都市の城壁を取り壊す=「クラシック音楽」を開く

「クラシック音楽」は西欧の民族音楽としてであれば存続、伝承できるのではないか、というのが諸民族の音楽(民族音楽学=冷戦時代の東西両陣営による「第三世界」の取り合い)からポピュラー音楽(複数形の音楽=グローバリズムな世紀転換期)に音楽研究の視野が広がった時代、ということは20世紀後半、ということは私たちが音楽とリアルタイムにつきあってきた時代の穏当な着地点と見られていたように思うのだけれど、

ロマン主義といわゆる「観察者/五感の改組」問題とか、東洋趣味/異国趣味という「他者」の問題がモードに代表される音楽理論の根幹に関わる異議申し立てである可能性とか、音楽をめぐるディスクール(「クラシック音楽」を形作り確立するうえで重要なファクターであったような)と輪転機の普及による19世紀のジャーナリズムの発展とか、楽器の改良による「サウンド」(組織的・合理的なその運用)の発見とか、という風に最近話題のトピックを研ぎ澄ましていくと、ナショナリズム(あるいは「音楽の国」論)といったイデオロギーの問題に帰着させるのではなく、18、19世紀のヨーロッパの音楽を「クラシック音楽」として括り出し特別扱いする根拠は、足下から崩れて、ほとんどなくなってしまうのではないか、という気がしないでもない。

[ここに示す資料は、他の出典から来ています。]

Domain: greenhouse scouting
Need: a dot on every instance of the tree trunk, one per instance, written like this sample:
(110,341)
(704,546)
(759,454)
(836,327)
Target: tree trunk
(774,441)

音楽学校に音楽史・音楽学の専門家が配置されているのは、研究成果を音楽の基礎教育に役立てるためだと思いますが、今後、そうした立場の者は、かなり本格的に「クラシック音楽」を開く役割を担う/積極的に働きかける立場になっていくのかもしれませんね。

それは、いわゆる「ニューミュージコロジー」を、年長者への攻撃/世代交代の加速/下克上等に利用する後ろ向きの(=どこかしら新左翼の政治方針を引きずっている誤った用法としての「ポストモダン/進歩否定」)ではなく、次世代の育成に前向きに活用することでもあろうかと思う。

中年を経て、老人への入り口が見えてくると、だんだんそういうことも考えるようになりますね。

人間という生物は、運が良ければ、「子育て」の直接の当事者(「親」)の立場から解放された「老人」の段階まで生きながらえることがある。「老人」ゆえの自由ということは、やっぱりあるのかもしらん、と思ったりするのです。